How satisfied are people with the cities they call home, and what gives certain places their pull? These questions lie at the heart of City Pulse 2025: The Magnetic City, a comprehensive study by the Gensler Research Institute that surveyed more than 33,000 residents across 65 cities worldwide between Spring 2020 and early 2025. The ambition of the research is pragmatic as much as philosophical: to help city leaders, planners, and developers understand which investments meaningfully improve quality of life and which merely gesture at it.

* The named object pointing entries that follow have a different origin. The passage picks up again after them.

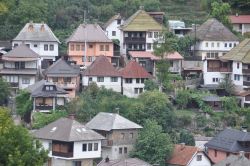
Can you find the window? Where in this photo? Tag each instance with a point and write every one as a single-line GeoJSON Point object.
{"type": "Point", "coordinates": [100, 79]}
{"type": "Point", "coordinates": [128, 80]}
{"type": "Point", "coordinates": [51, 47]}
{"type": "Point", "coordinates": [101, 47]}
{"type": "Point", "coordinates": [125, 150]}
{"type": "Point", "coordinates": [120, 150]}
{"type": "Point", "coordinates": [25, 80]}
{"type": "Point", "coordinates": [149, 46]}
{"type": "Point", "coordinates": [46, 47]}
{"type": "Point", "coordinates": [150, 34]}
{"type": "Point", "coordinates": [84, 147]}
{"type": "Point", "coordinates": [89, 146]}
{"type": "Point", "coordinates": [114, 79]}
{"type": "Point", "coordinates": [72, 47]}
{"type": "Point", "coordinates": [95, 146]}
{"type": "Point", "coordinates": [199, 157]}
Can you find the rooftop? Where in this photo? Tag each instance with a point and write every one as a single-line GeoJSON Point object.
{"type": "Point", "coordinates": [111, 121]}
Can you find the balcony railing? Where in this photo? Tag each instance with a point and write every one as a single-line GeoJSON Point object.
{"type": "Point", "coordinates": [62, 154]}
{"type": "Point", "coordinates": [107, 142]}
{"type": "Point", "coordinates": [219, 69]}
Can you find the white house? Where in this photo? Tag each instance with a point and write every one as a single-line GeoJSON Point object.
{"type": "Point", "coordinates": [102, 72]}
{"type": "Point", "coordinates": [111, 27]}
{"type": "Point", "coordinates": [20, 67]}
{"type": "Point", "coordinates": [213, 41]}
{"type": "Point", "coordinates": [188, 156]}
{"type": "Point", "coordinates": [70, 143]}
{"type": "Point", "coordinates": [133, 78]}
{"type": "Point", "coordinates": [40, 38]}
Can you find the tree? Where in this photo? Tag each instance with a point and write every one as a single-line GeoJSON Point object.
{"type": "Point", "coordinates": [17, 146]}
{"type": "Point", "coordinates": [153, 145]}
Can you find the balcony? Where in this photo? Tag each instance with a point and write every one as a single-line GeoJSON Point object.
{"type": "Point", "coordinates": [107, 142]}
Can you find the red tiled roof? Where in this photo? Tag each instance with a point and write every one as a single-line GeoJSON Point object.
{"type": "Point", "coordinates": [241, 19]}
{"type": "Point", "coordinates": [182, 154]}
{"type": "Point", "coordinates": [134, 70]}
{"type": "Point", "coordinates": [101, 67]}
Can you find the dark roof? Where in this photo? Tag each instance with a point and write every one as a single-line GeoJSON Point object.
{"type": "Point", "coordinates": [62, 68]}
{"type": "Point", "coordinates": [229, 140]}
{"type": "Point", "coordinates": [111, 121]}
{"type": "Point", "coordinates": [90, 32]}
{"type": "Point", "coordinates": [124, 162]}
{"type": "Point", "coordinates": [21, 53]}
{"type": "Point", "coordinates": [36, 33]}
{"type": "Point", "coordinates": [101, 67]}
{"type": "Point", "coordinates": [65, 129]}
{"type": "Point", "coordinates": [38, 89]}
{"type": "Point", "coordinates": [239, 53]}
{"type": "Point", "coordinates": [213, 30]}
{"type": "Point", "coordinates": [134, 70]}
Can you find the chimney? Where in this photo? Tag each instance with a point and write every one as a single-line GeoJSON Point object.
{"type": "Point", "coordinates": [107, 159]}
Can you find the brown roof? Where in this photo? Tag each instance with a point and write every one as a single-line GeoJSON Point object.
{"type": "Point", "coordinates": [241, 19]}
{"type": "Point", "coordinates": [213, 30]}
{"type": "Point", "coordinates": [182, 155]}
{"type": "Point", "coordinates": [134, 70]}
{"type": "Point", "coordinates": [21, 53]}
{"type": "Point", "coordinates": [90, 32]}
{"type": "Point", "coordinates": [101, 67]}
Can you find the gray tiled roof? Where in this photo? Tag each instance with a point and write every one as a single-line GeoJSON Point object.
{"type": "Point", "coordinates": [90, 32]}
{"type": "Point", "coordinates": [62, 68]}
{"type": "Point", "coordinates": [111, 121]}
{"type": "Point", "coordinates": [213, 30]}
{"type": "Point", "coordinates": [67, 130]}
{"type": "Point", "coordinates": [230, 140]}
{"type": "Point", "coordinates": [36, 34]}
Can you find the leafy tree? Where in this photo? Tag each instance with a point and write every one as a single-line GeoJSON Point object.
{"type": "Point", "coordinates": [187, 138]}
{"type": "Point", "coordinates": [17, 146]}
{"type": "Point", "coordinates": [153, 145]}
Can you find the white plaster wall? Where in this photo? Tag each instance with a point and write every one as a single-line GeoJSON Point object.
{"type": "Point", "coordinates": [204, 162]}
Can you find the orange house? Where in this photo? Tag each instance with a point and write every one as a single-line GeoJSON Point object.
{"type": "Point", "coordinates": [97, 43]}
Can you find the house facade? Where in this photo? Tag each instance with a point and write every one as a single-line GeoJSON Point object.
{"type": "Point", "coordinates": [69, 143]}
{"type": "Point", "coordinates": [40, 38]}
{"type": "Point", "coordinates": [139, 32]}
{"type": "Point", "coordinates": [241, 23]}
{"type": "Point", "coordinates": [133, 78]}
{"type": "Point", "coordinates": [64, 75]}
{"type": "Point", "coordinates": [97, 44]}
{"type": "Point", "coordinates": [102, 72]}
{"type": "Point", "coordinates": [120, 134]}
{"type": "Point", "coordinates": [20, 67]}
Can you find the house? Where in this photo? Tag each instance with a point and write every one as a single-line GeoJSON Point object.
{"type": "Point", "coordinates": [233, 160]}
{"type": "Point", "coordinates": [64, 75]}
{"type": "Point", "coordinates": [20, 67]}
{"type": "Point", "coordinates": [102, 72]}
{"type": "Point", "coordinates": [40, 38]}
{"type": "Point", "coordinates": [111, 27]}
{"type": "Point", "coordinates": [120, 134]}
{"type": "Point", "coordinates": [69, 143]}
{"type": "Point", "coordinates": [97, 43]}
{"type": "Point", "coordinates": [213, 41]}
{"type": "Point", "coordinates": [123, 162]}
{"type": "Point", "coordinates": [241, 23]}
{"type": "Point", "coordinates": [139, 32]}
{"type": "Point", "coordinates": [133, 78]}
{"type": "Point", "coordinates": [47, 96]}
{"type": "Point", "coordinates": [228, 142]}
{"type": "Point", "coordinates": [184, 155]}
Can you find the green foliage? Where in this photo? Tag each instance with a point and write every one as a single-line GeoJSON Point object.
{"type": "Point", "coordinates": [153, 145]}
{"type": "Point", "coordinates": [187, 138]}
{"type": "Point", "coordinates": [42, 119]}
{"type": "Point", "coordinates": [17, 146]}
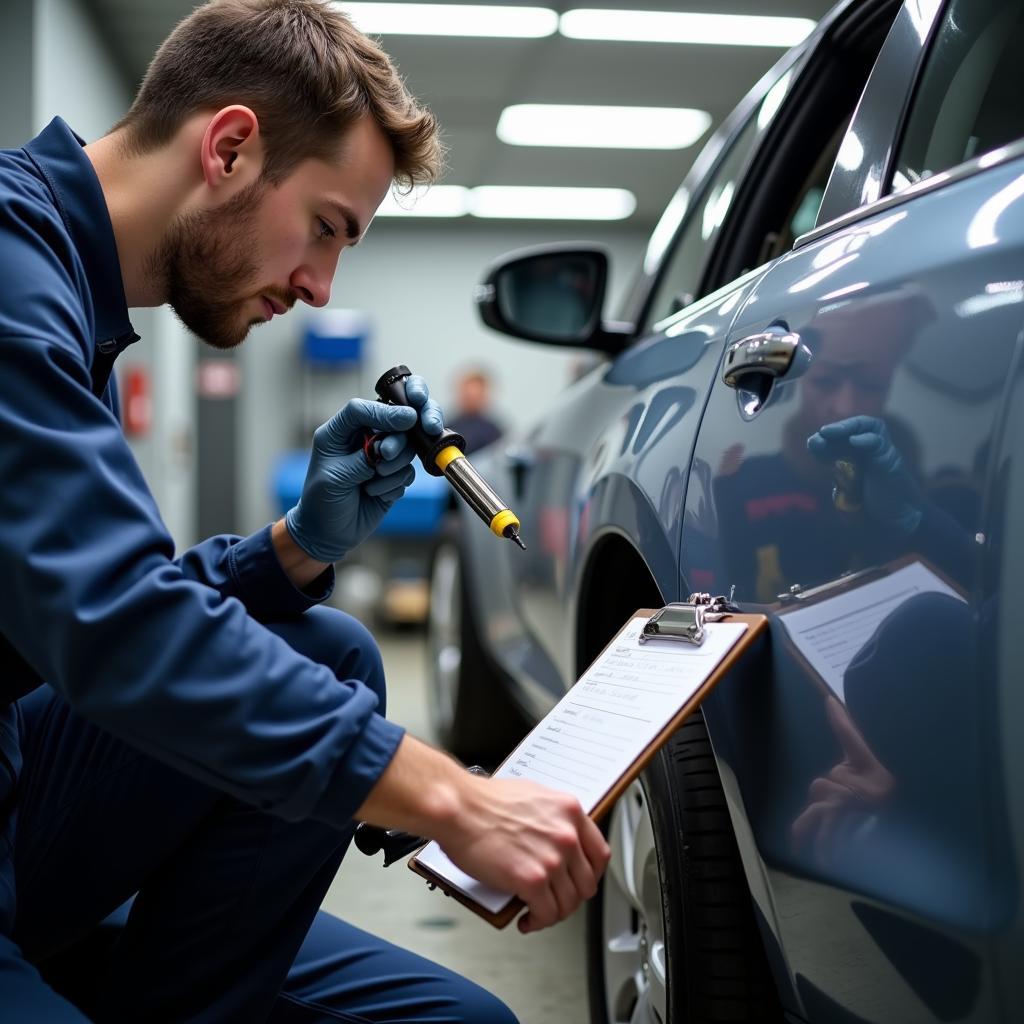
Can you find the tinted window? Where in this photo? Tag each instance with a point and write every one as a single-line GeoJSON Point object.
{"type": "Point", "coordinates": [969, 99]}
{"type": "Point", "coordinates": [681, 280]}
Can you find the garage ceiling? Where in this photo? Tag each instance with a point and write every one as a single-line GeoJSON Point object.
{"type": "Point", "coordinates": [468, 83]}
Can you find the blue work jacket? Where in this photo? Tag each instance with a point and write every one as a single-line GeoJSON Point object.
{"type": "Point", "coordinates": [168, 653]}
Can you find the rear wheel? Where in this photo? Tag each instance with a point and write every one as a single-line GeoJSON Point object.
{"type": "Point", "coordinates": [470, 709]}
{"type": "Point", "coordinates": [671, 934]}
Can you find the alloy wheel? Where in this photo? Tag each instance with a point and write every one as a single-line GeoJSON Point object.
{"type": "Point", "coordinates": [634, 950]}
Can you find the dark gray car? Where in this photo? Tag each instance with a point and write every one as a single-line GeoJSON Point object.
{"type": "Point", "coordinates": [812, 397]}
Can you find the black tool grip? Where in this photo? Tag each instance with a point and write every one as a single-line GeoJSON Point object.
{"type": "Point", "coordinates": [372, 839]}
{"type": "Point", "coordinates": [390, 388]}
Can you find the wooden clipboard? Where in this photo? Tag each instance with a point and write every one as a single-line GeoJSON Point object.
{"type": "Point", "coordinates": [756, 628]}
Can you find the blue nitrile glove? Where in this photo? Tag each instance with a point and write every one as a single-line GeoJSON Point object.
{"type": "Point", "coordinates": [344, 497]}
{"type": "Point", "coordinates": [891, 495]}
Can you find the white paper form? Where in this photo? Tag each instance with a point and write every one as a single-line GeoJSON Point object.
{"type": "Point", "coordinates": [829, 632]}
{"type": "Point", "coordinates": [589, 739]}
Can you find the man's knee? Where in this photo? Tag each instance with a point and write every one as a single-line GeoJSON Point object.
{"type": "Point", "coordinates": [342, 643]}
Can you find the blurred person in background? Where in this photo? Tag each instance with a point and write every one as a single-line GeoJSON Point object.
{"type": "Point", "coordinates": [472, 418]}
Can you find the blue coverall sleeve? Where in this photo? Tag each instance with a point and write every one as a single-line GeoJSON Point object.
{"type": "Point", "coordinates": [95, 604]}
{"type": "Point", "coordinates": [248, 568]}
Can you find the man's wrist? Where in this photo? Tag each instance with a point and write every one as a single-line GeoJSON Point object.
{"type": "Point", "coordinates": [426, 792]}
{"type": "Point", "coordinates": [298, 566]}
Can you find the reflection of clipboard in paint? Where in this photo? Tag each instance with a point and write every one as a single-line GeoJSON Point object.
{"type": "Point", "coordinates": [603, 732]}
{"type": "Point", "coordinates": [829, 624]}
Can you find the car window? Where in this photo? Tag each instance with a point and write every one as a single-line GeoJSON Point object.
{"type": "Point", "coordinates": [681, 278]}
{"type": "Point", "coordinates": [969, 99]}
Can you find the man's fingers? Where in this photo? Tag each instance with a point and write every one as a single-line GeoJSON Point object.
{"type": "Point", "coordinates": [419, 396]}
{"type": "Point", "coordinates": [390, 487]}
{"type": "Point", "coordinates": [389, 446]}
{"type": "Point", "coordinates": [543, 907]}
{"type": "Point", "coordinates": [850, 426]}
{"type": "Point", "coordinates": [393, 457]}
{"type": "Point", "coordinates": [584, 875]}
{"type": "Point", "coordinates": [359, 415]}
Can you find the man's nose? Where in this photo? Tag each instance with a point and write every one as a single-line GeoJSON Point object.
{"type": "Point", "coordinates": [313, 283]}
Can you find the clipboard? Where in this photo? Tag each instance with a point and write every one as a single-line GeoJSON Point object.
{"type": "Point", "coordinates": [860, 600]}
{"type": "Point", "coordinates": [734, 644]}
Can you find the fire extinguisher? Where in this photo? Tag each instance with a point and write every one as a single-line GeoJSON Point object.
{"type": "Point", "coordinates": [137, 401]}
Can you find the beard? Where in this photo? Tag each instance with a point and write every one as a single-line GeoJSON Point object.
{"type": "Point", "coordinates": [208, 270]}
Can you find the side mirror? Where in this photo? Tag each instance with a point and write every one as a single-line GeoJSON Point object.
{"type": "Point", "coordinates": [550, 294]}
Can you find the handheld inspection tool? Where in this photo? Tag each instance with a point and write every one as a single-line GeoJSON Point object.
{"type": "Point", "coordinates": [444, 455]}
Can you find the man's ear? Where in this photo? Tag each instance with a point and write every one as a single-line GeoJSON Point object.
{"type": "Point", "coordinates": [231, 154]}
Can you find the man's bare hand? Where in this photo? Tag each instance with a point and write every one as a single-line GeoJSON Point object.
{"type": "Point", "coordinates": [525, 839]}
{"type": "Point", "coordinates": [515, 836]}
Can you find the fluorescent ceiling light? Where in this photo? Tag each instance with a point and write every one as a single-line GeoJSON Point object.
{"type": "Point", "coordinates": [524, 203]}
{"type": "Point", "coordinates": [539, 203]}
{"type": "Point", "coordinates": [679, 27]}
{"type": "Point", "coordinates": [451, 19]}
{"type": "Point", "coordinates": [604, 127]}
{"type": "Point", "coordinates": [434, 201]}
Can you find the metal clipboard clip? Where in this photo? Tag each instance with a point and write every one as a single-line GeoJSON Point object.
{"type": "Point", "coordinates": [684, 621]}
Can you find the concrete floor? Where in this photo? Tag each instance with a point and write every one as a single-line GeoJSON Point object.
{"type": "Point", "coordinates": [542, 976]}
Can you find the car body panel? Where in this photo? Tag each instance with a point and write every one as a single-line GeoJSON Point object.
{"type": "Point", "coordinates": [609, 459]}
{"type": "Point", "coordinates": [897, 900]}
{"type": "Point", "coordinates": [926, 345]}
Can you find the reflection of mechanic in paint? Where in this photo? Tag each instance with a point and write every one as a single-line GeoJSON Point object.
{"type": "Point", "coordinates": [779, 523]}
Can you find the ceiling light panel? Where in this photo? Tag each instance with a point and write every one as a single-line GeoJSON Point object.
{"type": "Point", "coordinates": [541, 203]}
{"type": "Point", "coordinates": [680, 27]}
{"type": "Point", "coordinates": [602, 127]}
{"type": "Point", "coordinates": [451, 19]}
{"type": "Point", "coordinates": [427, 201]}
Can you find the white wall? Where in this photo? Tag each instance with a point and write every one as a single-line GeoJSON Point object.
{"type": "Point", "coordinates": [416, 281]}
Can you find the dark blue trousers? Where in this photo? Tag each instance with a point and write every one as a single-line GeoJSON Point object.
{"type": "Point", "coordinates": [224, 925]}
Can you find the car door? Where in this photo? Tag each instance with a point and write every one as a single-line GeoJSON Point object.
{"type": "Point", "coordinates": [847, 484]}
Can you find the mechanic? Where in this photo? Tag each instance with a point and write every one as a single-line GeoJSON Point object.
{"type": "Point", "coordinates": [199, 732]}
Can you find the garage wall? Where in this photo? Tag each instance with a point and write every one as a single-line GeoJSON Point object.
{"type": "Point", "coordinates": [16, 19]}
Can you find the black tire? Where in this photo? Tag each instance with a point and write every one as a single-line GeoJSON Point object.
{"type": "Point", "coordinates": [698, 952]}
{"type": "Point", "coordinates": [471, 711]}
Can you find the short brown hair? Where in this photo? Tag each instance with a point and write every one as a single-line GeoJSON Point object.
{"type": "Point", "coordinates": [303, 69]}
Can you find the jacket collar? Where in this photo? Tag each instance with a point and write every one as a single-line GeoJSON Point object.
{"type": "Point", "coordinates": [59, 156]}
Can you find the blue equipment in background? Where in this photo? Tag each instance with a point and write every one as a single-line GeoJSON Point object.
{"type": "Point", "coordinates": [418, 513]}
{"type": "Point", "coordinates": [335, 339]}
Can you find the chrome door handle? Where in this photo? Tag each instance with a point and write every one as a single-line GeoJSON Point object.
{"type": "Point", "coordinates": [770, 353]}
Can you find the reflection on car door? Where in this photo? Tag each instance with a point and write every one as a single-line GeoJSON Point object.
{"type": "Point", "coordinates": [859, 763]}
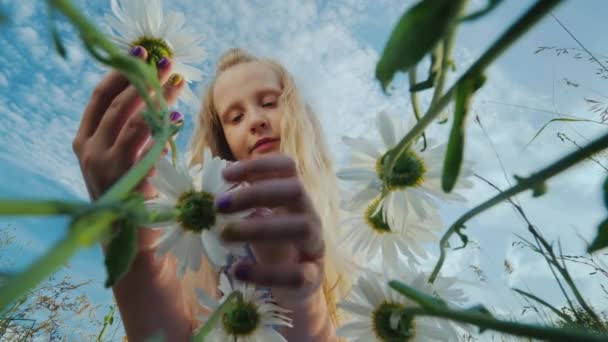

Rather than ranking cities by conventional metrics alone, City Pulse 2025 centers on perception: how residents experience economic strength, safety, vibrancy, climate preparedness, neighborhood investment, housing insecurity, and crime. The results suggest that while people may be drawn to cities by opportunity and infrastructure, they remain because of belonging, an emotional and spatial condition shaped by design, policy, and daily life. While the report did not explain why the residents responded as they did, we examined what each city is doing to be perceived favorably.

Why People Move and Why They Stay
The study reveals a striking degree of global restlessness. Nearly one-third of respondents would like to leave their current country, with the highest proportions coming from Africa (37%) and North America (33%). Increasingly, those moves are toward smaller or mid-sized cities, places that promise affordability, access, and a more legible urban experience.
Yet growth comes with friction. As the report notes, rapid in-migration can strain housing supply, infrastructure, and civic identity. Cities face a familiar paradox: how to grow without eroding the very qualities that made them desirable.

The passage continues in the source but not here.